Features to look out for:

  • Grey hair suggests the 18th century.
  • Coloured hair indicates the early 19th century and later.
  • Gold frames are the most valued, especially those with a glazed back enclosing decorative hairwork, often embellished with seed pearls that together form elaborate initials or a memoriam design.
  • Similarly, gilt metal frames inset with paste jewels are equally desirable.
  • Black painted and gilt wood frames are popular.
  • Black papier-mâché frames from the mid 18th century through to the late 19th and 20th century are considered the least appealing.
  • Subjects within an oval shape are considered the most appealing, with rectangular images considered less so.
  • Men in uniform alongside pretty ladies are always popular subjects. The colour of jackets can also play a deciding factor, with scarlet preferred, green favoured and brown or black being the least popular.

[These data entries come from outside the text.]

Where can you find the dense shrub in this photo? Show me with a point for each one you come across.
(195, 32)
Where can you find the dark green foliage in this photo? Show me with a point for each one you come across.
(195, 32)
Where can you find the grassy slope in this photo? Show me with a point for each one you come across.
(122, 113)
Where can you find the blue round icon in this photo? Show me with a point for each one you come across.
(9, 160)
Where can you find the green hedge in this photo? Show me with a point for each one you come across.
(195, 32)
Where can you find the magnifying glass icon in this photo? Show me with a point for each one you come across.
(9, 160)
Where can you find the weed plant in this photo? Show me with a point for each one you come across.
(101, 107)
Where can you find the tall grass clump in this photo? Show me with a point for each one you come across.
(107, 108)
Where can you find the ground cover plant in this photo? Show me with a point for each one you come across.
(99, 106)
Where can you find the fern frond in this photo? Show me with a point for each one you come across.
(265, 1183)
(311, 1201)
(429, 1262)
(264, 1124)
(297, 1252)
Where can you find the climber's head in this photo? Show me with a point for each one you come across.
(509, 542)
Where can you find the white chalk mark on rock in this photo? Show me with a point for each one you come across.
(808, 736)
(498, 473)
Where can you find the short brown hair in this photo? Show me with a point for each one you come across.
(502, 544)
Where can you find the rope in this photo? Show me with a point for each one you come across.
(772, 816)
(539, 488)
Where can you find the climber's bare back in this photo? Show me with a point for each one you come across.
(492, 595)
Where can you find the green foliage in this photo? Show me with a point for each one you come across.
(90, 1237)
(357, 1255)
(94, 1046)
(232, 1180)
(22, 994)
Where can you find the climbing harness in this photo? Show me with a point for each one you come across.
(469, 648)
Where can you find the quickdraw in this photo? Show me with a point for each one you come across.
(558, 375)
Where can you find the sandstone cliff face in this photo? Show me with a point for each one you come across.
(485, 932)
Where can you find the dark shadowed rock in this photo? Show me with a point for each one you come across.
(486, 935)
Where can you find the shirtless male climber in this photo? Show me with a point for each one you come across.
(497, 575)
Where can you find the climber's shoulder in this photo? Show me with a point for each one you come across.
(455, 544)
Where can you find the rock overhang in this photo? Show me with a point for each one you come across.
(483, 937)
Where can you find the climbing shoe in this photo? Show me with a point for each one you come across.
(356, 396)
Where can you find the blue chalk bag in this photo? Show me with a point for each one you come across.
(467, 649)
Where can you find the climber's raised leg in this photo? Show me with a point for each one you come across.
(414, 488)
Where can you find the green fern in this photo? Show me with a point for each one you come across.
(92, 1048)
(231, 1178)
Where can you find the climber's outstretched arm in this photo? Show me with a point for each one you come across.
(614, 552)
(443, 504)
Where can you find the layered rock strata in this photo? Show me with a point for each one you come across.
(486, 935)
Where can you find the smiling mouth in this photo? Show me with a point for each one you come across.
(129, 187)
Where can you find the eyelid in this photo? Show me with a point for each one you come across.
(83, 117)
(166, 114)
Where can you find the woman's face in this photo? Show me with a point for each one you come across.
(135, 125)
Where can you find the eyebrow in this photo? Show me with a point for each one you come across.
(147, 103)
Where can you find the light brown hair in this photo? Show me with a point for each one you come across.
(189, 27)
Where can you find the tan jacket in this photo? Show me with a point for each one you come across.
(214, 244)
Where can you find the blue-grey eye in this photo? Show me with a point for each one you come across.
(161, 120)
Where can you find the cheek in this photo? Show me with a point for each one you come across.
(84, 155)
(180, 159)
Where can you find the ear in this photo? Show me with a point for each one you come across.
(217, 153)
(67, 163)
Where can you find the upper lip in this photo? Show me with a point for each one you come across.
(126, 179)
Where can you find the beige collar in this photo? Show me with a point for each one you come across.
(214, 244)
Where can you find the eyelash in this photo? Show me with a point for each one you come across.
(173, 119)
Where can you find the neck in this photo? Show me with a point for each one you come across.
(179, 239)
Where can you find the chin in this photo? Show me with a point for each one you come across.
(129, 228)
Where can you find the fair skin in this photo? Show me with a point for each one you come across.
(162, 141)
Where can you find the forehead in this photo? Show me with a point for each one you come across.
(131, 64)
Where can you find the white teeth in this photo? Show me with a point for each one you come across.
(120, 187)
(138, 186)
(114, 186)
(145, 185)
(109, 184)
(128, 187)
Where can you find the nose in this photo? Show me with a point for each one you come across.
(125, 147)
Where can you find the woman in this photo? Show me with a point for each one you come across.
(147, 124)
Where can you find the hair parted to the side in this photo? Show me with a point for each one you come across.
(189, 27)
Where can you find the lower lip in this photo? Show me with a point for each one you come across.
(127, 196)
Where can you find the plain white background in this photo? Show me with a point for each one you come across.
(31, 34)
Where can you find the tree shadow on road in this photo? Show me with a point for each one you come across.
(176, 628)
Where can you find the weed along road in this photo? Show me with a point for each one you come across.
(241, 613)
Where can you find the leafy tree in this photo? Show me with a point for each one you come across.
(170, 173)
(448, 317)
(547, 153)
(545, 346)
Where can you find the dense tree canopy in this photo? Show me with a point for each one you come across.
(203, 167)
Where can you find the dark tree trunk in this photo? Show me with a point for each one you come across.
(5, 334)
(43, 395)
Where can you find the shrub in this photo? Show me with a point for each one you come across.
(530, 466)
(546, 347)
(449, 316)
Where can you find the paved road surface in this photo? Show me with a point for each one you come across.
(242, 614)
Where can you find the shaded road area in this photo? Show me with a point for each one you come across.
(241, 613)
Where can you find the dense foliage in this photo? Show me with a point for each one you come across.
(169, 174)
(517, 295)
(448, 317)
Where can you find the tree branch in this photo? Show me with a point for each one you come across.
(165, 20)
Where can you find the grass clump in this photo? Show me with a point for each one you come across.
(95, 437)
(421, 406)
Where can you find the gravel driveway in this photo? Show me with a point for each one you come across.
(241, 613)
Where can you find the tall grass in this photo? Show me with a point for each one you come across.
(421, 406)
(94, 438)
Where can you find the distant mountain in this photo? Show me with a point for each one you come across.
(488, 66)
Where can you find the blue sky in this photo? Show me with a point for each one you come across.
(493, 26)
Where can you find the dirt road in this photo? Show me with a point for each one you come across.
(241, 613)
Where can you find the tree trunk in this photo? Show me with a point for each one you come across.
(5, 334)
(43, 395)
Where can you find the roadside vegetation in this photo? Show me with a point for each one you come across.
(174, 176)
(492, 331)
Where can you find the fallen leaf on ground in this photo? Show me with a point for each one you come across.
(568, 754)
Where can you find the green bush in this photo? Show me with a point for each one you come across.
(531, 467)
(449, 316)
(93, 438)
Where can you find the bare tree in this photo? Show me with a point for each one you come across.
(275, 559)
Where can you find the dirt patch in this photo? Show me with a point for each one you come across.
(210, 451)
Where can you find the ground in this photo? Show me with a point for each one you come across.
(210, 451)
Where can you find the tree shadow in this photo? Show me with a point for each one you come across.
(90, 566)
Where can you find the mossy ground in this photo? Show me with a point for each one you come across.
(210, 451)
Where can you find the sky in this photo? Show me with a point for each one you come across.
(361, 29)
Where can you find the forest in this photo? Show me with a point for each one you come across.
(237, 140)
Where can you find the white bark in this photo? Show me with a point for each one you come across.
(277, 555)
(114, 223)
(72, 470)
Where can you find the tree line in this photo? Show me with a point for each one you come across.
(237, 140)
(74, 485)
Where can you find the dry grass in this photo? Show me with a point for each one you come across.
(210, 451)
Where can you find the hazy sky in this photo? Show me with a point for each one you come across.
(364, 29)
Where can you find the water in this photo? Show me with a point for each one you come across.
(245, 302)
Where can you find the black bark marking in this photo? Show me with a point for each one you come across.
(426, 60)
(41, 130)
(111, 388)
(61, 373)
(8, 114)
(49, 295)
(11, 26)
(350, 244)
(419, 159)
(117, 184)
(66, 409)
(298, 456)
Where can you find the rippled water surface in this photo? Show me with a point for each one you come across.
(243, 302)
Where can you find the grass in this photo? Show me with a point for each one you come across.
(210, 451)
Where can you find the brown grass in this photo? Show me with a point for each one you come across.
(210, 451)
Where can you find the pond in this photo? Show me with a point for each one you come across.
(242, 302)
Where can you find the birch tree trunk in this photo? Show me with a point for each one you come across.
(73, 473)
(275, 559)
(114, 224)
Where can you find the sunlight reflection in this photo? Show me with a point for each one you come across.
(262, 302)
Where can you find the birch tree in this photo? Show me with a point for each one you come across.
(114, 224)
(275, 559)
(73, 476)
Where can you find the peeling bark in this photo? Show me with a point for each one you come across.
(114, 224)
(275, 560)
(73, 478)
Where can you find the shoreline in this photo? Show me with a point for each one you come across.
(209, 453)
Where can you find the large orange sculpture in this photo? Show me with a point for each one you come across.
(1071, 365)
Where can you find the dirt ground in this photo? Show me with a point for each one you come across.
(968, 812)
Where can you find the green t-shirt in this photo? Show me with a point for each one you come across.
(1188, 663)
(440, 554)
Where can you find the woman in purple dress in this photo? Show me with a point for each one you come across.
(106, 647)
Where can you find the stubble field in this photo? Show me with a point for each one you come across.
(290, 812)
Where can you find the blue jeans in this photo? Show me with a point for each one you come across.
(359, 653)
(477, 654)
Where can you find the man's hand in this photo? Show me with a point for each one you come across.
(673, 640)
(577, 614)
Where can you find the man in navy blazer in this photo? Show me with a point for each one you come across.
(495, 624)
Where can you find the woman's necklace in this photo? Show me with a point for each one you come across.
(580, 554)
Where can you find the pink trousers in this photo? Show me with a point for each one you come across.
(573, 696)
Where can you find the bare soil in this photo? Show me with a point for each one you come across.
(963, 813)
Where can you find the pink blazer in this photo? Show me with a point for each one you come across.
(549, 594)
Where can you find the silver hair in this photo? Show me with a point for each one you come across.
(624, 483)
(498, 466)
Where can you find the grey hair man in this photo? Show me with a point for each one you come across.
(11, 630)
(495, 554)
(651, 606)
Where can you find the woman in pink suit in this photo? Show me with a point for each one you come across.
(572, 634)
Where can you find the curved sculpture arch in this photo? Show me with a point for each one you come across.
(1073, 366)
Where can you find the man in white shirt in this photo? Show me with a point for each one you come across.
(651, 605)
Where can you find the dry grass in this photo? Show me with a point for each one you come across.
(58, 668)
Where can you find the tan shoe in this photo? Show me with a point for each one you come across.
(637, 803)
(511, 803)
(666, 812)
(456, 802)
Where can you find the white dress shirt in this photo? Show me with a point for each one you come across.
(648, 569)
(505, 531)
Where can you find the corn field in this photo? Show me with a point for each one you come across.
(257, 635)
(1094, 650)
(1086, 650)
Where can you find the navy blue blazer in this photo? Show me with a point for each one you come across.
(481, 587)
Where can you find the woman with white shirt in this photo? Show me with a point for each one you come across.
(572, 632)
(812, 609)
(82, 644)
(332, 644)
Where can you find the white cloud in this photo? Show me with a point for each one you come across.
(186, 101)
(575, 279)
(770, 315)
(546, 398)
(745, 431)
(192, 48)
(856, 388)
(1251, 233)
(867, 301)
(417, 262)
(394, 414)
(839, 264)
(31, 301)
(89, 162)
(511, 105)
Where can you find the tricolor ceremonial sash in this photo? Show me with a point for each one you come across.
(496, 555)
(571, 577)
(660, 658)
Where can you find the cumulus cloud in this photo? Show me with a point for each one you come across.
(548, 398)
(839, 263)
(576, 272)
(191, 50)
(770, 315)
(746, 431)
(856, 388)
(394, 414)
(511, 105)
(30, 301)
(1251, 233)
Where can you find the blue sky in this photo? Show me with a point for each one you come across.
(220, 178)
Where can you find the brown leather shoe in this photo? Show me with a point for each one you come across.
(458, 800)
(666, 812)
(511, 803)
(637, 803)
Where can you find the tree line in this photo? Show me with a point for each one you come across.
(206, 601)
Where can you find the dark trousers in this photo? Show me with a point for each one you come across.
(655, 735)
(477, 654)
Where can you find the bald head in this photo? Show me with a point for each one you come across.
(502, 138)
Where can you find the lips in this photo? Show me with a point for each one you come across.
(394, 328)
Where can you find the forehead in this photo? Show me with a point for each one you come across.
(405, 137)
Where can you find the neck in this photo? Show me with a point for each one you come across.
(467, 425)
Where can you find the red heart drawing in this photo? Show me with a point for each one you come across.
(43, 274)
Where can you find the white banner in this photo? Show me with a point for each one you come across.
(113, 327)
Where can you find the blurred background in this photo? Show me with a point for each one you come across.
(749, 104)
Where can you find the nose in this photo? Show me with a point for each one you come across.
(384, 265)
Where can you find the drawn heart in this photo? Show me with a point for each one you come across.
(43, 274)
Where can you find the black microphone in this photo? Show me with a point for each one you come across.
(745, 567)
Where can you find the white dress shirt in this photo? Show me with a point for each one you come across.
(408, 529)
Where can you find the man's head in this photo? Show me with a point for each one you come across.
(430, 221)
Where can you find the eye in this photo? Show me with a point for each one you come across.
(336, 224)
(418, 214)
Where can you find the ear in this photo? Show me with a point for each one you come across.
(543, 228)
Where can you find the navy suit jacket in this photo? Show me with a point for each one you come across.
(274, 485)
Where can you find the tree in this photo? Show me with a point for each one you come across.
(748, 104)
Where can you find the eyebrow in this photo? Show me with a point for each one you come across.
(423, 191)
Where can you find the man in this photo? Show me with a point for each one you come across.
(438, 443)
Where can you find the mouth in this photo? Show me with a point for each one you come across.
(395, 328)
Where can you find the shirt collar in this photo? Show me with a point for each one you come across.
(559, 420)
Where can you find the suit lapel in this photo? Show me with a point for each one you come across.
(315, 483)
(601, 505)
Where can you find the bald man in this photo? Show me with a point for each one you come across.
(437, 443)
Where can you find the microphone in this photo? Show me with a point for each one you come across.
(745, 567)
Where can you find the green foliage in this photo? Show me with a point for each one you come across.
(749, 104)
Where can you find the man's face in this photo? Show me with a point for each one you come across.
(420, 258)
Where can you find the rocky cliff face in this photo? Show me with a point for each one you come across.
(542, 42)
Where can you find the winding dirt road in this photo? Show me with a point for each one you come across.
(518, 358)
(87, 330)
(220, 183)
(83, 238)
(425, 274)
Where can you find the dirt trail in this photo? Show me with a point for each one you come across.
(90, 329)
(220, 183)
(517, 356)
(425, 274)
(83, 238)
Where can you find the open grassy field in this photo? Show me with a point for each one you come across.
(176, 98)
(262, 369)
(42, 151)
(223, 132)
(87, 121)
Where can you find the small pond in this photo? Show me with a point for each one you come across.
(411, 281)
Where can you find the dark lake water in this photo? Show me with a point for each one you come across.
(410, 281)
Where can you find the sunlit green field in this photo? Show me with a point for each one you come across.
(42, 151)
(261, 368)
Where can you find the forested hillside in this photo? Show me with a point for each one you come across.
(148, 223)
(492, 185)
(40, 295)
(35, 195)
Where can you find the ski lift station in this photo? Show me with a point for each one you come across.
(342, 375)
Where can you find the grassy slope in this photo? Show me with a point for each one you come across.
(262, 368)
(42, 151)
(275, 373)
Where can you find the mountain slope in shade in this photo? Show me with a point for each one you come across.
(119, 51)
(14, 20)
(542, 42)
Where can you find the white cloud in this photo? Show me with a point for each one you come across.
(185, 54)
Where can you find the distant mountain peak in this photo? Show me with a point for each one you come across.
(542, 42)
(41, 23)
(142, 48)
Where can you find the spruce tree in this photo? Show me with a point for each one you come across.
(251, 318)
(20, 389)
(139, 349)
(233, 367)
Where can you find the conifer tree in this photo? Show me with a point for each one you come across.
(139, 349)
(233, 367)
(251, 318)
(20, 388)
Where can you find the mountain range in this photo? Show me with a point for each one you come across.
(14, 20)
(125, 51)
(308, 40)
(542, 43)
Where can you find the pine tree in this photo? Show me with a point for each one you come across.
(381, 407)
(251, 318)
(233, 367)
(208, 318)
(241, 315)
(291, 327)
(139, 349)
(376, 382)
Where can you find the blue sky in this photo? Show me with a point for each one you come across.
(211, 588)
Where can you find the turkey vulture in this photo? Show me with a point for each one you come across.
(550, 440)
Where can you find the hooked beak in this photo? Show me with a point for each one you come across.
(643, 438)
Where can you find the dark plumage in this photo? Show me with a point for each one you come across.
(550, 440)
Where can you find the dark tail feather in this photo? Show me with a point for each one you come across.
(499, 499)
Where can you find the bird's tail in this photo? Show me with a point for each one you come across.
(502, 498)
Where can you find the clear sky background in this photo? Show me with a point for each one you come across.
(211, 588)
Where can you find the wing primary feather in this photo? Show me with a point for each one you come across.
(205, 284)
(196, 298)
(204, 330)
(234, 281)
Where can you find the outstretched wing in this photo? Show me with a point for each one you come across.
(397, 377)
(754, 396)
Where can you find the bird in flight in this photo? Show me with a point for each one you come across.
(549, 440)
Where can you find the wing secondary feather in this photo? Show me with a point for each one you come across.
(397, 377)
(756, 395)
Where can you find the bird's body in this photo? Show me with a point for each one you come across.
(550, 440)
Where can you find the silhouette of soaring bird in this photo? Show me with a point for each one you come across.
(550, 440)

Collectors are continually debating the merits of those artists whose work belongs to the 'Golden Age', but most agree that the following are unquestionably the premier names:

  • Richard Cosway - Favoured by a social élite that included the Prince of Wales and later George IV. At least one of his biographers describe him as both pompous and eccentric, with monkey-like facial characteristics. To speculate, this may well have contributed to his wife Maria, also a miniaturist and full-scale artist, having an affair with American statesman Thomas Jefferson.
  • Andrew Plimer and his brother Nathaniel - Andrew's work commands higher prices but many consider Nathaniel the better artist. Copies of Andrew's work that incorporate a full signature and date occasionally appear at auction, but they are easily identified as he never signed in full, but usually with his initials A.P.
  • George Engleheart - Also signed his efforts with his initials, although his later work often incorporated a cursive E. Thought to have been the most prolific of his contemporaries, Engleheart's female subjects often feature headbands or bonnets. Copies tend to be signed on the front, but he only ever signed in full on the reverse. Recorded to have produced 4853 miniatures.
  • John Smart - Draws the greatest attention and the highest prices paid. He also signed with his initials above the date and during his stay in India between 1785 and 1795, he adds the letter I. In India he was commissioned by several senior military figures and their wives, as well as local dignitaries.
  • Jeremiah Meyer - The greatest exponent of enamelled portraits on copper, he worked in London during the earliest years of the 18th century. His portraits of the aristocracy of the age also reflects their extravagant hairstyles which necessitated moving from the 'Modest School' to a size sometimes in excess of three inches in height in order to incorporate their high coiffures using long, sweeping brush strokes.
  • William Wood - For many years considered to be low division, but today he commands premier prices and respect. He was quite fastidious about keeping records and his fee books are in the National Art Library in the Victoria & Albert Museum. Not only does he name the sitter but also the date when started and finished, the pigments used, when delivered, who paid and how much!

As with any élite, these artists' prominence equates with expense, but what can make collecting portrait miniatures exciting are the large number of lesser-known and anonymous artists whose works are more readily affordable and who all make their contribution in opening a window to the past. Names to look out for are:

  • Richard Crosse - Known for giving complexions a slight green tinge using linear brush strokes and careful modelling. Prices vary from £200 to £2,000.
  • Frederick Buck - An Irishman whose artistic talents were matched by his business acumen. Buck is known to have followed regiments from garrison to garrison having already painted the sitters' uniforms all he had to add was their heads! His prices vary from £100 to £800.
  • Abraham Daniel and his brother Joseph painted in Bath and are now beginning to be considered desirable. The biggest problem is that their work is hard to tell apart.
  • Charles Shireff - A Scottish artist whose characters have a distinctive realism as opposed to the tendency of the age to present a stylised image.